In my regular life I’m on a first name basis with most of the airport limousine services, but since becoming all continental I have grown fond of taking public transit into the city centre of most towns. In cities where public transportation is designed to meet the needs of the people that live there, transportation via bus, metro or train is affordable, fast and civilized. They make it relatively easy to navigate, provide most information in the native language of the country and English and it leaves money accessible for other things like cocktails and shoes.

The solo journey was successful, if a bit lonely due to the “Paul and Lynda”-like conditions my wife and I try to live our lives by, and six hours after leaving our little ramshackle apartment in Barcelona (where, from the safety of our balcony, my wife witnessed an old lady get purse snatched on the street below) I was standing on the wide-open, cool, crisp, fall streets of Copenhagen (which, by the way, is pronounced Coupinhauen, in Danish).

The details of the trip are as you would imagine. I stayed at a great design hotel called Hotel Alexandra where each room was furnished with vintage 1930-’50s Danish design pieces. I visited sites architectural like the Arken Modern Art Gallery and the Black Diamond (an extension to their library that juts out over the canal), educational like the Danish Design Centre and the Danish Architecture Centre and gastronomical like the Royal Café and the Library Bar. And I walked.

Self-propelled, whether by foot or bicycle, is hands down the best way to learn about a new city and the Danish capital was no different despite the cool temperatures and unfamiliar alphabet. It’s where you learn about the little things, find the local gems and get a sense of the city beyond what you read in guidebooks that can tend to jazz it up, or play it down.

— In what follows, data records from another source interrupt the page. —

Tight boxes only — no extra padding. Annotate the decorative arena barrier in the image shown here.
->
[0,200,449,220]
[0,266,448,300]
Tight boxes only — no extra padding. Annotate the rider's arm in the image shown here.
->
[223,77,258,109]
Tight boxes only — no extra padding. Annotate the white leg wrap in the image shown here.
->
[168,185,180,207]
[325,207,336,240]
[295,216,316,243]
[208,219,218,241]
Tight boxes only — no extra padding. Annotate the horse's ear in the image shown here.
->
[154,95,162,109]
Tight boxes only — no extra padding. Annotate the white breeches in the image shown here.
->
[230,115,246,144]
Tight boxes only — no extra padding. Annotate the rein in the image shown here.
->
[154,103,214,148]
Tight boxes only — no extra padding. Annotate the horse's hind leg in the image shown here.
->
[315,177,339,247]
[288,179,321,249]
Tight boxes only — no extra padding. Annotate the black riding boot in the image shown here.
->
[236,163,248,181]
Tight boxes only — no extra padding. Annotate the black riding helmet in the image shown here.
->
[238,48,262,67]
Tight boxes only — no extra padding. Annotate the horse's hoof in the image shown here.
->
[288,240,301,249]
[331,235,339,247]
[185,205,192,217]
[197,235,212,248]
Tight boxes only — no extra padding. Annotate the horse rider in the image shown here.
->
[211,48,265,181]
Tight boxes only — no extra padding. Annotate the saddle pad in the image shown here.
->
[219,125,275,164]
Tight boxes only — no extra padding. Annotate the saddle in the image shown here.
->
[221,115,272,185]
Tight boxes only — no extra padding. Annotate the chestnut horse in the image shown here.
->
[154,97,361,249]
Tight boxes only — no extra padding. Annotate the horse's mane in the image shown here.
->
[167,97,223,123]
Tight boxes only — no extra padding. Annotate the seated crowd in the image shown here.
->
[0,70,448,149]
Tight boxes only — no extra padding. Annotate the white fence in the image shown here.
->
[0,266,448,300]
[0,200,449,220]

Behind the central station I stumbled upon the Erotic Corner, across the street from the Spunk Bar — countless sex shops that, unlike Canada, displayed their wares for all passing by to peruse from the street and had an opportunity to purchase “treats” to make my time in town more pleasurable. I wandered through the “meat-packing” district which was, as most are, deserted during the day save for a café and a couple remaining businesses that give the area its name, walked through Vesterbro, the rough part of town well on its way to gentrification and hopped on the new metro system just to see what it was like. I took notes for my assignment, talked to people, met designers and café owners and did what I was there to do.